Friday, March 23, 2012

Coconut Cream Bark Three Ways

From left:  Cherry-Almond, German Chocolate,
 and Useful Plain Coconut Cream Barks
"What to do with coconut butter" is one of the most common search phrases I see on my blog stats.

Tropical Traditions is an excellent online vendor
 of coconut products.
Coconut butter (and coconut cream) do seem rather unapproachable, sitting solidly in their jars as they do.  Gently heated in a pan of water on the stove, though, they become quite willing to cooperate with your creativity.

Easiest by far is to make bark.  I've made lots of plain coconut cream bark, which can be used, mixed into gently warmed water, to create coconut milk on demand. 

Winter CSA Box 9's dried local tart cherries offered a great opportunity to finally follow the impulse I've been having lately to mix things into coconut cream.

Eating the way we do, tooth-achingly sweet desserts and candies are a thing of the past.   But these delicious coconut cream barks provide a flavorful, satisfying bite or two of a confectionary nature, without being overly sweet.

And of course, these combinations are just the beginning.   I'm thinking pistachioes with cranberries .... maybe toasted pumpkin seeds with cinnamon and vanilla ... or chopped dried pineapple for a pina colada version.  

Here are more ideas for coconut butter and coconut cream.  I've melted the plain shards directly into curries and soups.
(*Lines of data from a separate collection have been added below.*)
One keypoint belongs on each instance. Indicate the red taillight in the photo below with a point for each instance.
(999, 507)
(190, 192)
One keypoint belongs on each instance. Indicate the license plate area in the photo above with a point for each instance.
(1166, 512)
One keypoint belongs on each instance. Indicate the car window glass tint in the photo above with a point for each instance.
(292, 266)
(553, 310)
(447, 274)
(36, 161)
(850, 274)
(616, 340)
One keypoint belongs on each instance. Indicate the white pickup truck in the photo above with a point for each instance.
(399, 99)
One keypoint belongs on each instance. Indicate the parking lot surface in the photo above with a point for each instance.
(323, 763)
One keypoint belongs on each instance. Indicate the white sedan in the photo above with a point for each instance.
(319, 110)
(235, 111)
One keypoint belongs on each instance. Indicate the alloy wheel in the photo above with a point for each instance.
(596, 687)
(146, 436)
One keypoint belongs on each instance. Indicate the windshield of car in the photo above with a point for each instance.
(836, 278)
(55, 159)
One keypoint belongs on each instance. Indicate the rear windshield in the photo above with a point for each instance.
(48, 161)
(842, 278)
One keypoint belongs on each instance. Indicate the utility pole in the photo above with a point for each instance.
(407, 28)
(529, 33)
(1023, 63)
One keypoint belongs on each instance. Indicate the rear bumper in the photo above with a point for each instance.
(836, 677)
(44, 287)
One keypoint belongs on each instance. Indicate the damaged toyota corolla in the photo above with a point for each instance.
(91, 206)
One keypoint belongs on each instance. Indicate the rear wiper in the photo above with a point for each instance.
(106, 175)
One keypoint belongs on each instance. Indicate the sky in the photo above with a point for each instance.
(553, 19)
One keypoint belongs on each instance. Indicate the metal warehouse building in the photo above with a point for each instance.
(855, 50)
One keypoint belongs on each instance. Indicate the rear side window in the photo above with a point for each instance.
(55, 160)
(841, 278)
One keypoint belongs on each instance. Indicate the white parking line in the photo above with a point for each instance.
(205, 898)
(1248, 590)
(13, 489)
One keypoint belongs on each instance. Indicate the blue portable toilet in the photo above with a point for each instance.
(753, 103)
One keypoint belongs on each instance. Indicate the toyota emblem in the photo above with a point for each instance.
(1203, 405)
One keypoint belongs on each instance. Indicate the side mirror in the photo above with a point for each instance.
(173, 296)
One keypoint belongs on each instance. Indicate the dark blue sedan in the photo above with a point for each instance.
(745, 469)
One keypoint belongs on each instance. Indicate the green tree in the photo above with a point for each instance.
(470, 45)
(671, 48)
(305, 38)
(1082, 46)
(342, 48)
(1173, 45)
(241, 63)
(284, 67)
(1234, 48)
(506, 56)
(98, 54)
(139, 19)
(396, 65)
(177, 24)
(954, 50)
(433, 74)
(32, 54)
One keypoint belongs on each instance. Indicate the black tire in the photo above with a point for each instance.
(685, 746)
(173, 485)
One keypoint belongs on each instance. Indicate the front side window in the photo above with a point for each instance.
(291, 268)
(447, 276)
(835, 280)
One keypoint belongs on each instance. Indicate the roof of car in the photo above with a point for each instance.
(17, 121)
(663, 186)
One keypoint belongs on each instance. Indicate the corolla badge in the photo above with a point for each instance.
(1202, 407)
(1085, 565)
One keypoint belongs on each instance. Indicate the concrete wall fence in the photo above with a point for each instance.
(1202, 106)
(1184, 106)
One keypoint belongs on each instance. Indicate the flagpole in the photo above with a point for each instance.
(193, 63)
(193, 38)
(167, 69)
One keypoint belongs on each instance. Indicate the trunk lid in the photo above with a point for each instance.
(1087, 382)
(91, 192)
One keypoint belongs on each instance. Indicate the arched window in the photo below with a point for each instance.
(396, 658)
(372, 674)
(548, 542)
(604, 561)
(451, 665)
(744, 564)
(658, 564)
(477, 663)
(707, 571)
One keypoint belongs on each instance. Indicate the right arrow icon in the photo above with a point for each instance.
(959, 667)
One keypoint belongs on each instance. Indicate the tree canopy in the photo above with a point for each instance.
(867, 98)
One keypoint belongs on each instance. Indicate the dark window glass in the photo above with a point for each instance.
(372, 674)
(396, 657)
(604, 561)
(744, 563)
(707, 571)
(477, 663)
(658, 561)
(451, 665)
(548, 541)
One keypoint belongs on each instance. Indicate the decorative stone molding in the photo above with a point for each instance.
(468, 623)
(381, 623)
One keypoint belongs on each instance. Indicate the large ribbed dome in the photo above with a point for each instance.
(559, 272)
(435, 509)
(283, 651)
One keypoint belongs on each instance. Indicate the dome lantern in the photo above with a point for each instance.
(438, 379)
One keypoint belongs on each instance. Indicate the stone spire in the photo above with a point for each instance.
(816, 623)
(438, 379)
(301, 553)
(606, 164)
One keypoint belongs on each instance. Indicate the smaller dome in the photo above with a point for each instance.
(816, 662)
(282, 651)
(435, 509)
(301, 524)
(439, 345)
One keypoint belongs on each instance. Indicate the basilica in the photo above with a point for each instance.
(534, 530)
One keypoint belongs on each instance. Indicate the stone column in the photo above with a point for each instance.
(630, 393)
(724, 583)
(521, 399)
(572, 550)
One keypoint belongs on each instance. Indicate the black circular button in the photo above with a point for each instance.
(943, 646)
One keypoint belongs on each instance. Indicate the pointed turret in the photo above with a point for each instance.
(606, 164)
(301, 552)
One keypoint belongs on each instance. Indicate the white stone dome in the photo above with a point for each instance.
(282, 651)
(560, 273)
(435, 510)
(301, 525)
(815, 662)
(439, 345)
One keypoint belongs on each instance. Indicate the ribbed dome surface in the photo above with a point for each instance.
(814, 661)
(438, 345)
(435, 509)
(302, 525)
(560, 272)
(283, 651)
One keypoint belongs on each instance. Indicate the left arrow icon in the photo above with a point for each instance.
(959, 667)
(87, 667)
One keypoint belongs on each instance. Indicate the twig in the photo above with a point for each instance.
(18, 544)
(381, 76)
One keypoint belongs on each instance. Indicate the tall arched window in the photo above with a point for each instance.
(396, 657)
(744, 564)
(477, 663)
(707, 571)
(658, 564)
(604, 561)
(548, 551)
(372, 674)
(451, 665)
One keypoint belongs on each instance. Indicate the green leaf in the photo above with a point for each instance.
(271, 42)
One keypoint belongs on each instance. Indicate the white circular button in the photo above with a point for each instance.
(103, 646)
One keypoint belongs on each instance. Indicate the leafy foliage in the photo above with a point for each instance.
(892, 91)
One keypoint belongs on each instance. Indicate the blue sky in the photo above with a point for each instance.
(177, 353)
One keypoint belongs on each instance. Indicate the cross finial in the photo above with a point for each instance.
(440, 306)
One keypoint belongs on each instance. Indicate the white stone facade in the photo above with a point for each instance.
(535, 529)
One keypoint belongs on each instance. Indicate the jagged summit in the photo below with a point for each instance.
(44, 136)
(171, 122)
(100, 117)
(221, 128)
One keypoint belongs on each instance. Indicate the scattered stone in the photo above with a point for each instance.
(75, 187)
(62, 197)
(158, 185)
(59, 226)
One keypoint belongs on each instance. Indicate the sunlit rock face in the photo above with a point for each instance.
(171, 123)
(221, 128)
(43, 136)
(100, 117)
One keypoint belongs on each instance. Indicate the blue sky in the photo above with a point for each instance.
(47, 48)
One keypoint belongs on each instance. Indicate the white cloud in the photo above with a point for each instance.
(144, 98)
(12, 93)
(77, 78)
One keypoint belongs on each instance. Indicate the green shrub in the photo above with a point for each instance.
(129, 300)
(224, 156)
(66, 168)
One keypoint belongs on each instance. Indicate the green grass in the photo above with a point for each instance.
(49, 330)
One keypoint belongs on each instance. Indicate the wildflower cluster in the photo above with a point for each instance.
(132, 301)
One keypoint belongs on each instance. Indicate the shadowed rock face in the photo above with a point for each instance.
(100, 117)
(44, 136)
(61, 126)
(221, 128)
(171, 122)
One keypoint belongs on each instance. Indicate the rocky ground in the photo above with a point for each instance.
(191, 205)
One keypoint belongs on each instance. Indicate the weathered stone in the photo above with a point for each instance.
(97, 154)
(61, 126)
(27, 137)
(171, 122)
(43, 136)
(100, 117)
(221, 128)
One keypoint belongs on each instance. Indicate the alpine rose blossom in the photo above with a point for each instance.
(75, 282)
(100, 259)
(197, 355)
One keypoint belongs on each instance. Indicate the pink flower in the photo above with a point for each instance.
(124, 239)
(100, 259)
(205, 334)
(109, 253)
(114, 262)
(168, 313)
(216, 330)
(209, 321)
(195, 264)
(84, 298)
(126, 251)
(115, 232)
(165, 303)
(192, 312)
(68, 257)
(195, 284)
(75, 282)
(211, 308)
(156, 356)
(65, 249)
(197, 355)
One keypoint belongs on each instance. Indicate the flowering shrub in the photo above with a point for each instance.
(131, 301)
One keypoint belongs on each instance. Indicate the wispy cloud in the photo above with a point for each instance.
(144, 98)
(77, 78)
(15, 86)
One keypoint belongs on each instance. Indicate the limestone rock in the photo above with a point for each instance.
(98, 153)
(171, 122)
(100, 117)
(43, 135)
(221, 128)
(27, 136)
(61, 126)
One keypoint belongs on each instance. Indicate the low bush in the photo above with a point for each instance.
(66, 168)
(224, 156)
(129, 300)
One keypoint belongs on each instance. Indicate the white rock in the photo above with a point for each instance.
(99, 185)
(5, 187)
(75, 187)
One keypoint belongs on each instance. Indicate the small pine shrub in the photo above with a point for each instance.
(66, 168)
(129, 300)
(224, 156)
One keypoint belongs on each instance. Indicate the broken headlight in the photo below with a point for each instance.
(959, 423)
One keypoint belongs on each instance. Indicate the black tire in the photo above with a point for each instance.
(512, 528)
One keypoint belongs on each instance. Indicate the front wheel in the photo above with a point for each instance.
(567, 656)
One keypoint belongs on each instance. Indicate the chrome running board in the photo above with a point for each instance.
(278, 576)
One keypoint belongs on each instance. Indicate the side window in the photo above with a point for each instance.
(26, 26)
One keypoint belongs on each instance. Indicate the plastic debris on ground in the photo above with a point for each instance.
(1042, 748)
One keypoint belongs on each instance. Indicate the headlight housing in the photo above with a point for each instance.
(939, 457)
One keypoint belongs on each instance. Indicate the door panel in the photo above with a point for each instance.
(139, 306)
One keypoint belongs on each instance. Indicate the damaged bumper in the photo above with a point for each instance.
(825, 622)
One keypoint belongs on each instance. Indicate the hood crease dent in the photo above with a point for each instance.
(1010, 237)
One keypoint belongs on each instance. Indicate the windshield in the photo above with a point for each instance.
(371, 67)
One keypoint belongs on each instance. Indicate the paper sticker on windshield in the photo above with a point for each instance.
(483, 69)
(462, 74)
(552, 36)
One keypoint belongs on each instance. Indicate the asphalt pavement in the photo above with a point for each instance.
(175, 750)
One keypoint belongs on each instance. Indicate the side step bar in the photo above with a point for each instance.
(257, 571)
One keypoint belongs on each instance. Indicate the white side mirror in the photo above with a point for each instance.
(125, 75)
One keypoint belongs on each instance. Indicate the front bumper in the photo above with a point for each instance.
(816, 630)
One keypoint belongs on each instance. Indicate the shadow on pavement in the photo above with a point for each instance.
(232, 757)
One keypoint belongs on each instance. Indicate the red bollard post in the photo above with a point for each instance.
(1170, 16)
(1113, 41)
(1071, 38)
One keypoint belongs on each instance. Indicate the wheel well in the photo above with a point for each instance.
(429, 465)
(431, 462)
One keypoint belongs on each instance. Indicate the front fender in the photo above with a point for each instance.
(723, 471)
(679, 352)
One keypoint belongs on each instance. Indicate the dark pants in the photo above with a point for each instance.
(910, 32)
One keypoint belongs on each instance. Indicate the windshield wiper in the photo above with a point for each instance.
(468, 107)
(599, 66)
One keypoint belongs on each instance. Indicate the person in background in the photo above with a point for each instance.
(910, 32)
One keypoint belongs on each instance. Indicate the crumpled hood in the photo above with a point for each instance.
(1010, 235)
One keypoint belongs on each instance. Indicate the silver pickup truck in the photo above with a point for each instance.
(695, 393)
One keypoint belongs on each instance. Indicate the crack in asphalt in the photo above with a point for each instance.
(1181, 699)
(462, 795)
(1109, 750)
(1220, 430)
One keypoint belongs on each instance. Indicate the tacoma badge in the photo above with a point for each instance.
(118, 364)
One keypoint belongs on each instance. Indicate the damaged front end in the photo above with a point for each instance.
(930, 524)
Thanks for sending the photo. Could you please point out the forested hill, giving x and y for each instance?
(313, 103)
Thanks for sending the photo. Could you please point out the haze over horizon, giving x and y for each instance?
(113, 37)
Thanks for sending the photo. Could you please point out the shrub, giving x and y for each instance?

Coconut butter and coconut cream can be stored unopened in their jars at room temperature.  Once made into bark, the bark should be stored in the refrigerator so that the pieces don't soften.  Coconut oil differs in that it is pure oil and is quite dense.  Coconut oil can be stored at room temperature, and in fact will be easier to use if you do so.

Is there a difference between coconut butter and coconut cream?  I think they're nearly interchangeable, but coconut cream seems to be smoother than coconut butter.


Plain, Useful Coconut Bark

1 jar (16 ounces) coconut cream or coconut butter


Place an 11" x 17" Silpat liner on a baking sheet, then place the baking sheet in the freezer.

Remove lid from jar of coconut butter, and set the jar in a pan of hot water over very low heat.  Check occasionally, and when it's soft enough to stir until smooth, get the baking sheet out of the freezer and pour the coconut cream onto the Silpat.  Spread evenly, and return the baking sheet to the freezer.

In a very short time the bark will be solid.  Peel the Silpat off the back of the bark, and break the bark into shards of varying sizes.  Store the shards in a container in the fridge, and when you need coconut milk, figure about 2 tablepoons of bark to 1/2 cup water, gently heating the water and stirring in the bark until it's a liquid.  You can vary the ratio of coconut cream to water, to suit your taste.

German Chocolate Coconut Bark

1 jar (16 ounces) coconut cream or coconut butter
1 bar Theo 91% cacao dark chocolate (or less to taste), gently melted
1 cup shredded coconut
1 cup chopped pecans

Cherry-Almond Coconut Cream Bark

1 jar (16 ounces) coconut cream or coconut butter
1-1/4 cups (about 7 ounces) dried tart cherries
1 cup chopped almonds
1 teaspoon almond extract

For each of these bark variations, pour the softened coconut cream into a medium bowl.  Mix in the ingredients shown, and spread onto a Silpat-lined baking sheet that has been chilled in the freezer.

Proceed as for plain coconut bark, spreading the mixture thinly, chilling, and breaking into pieces.  I scored the chocolate bark as it began to set, which resulted in squares rather than shards.

Update:  Made the chocolate version with chopped macadamias instead of pecans, and used 1/2 cup coconut for a smoother bark.  Wonderful!

Another update:  Made the cherry-almond version with chopped dried pineapple and chopped roasted, salted pistachios instead of the cherries and almonds.  Delicious!  Also added 1/2 cup shredded coconut, and left out the almond extract.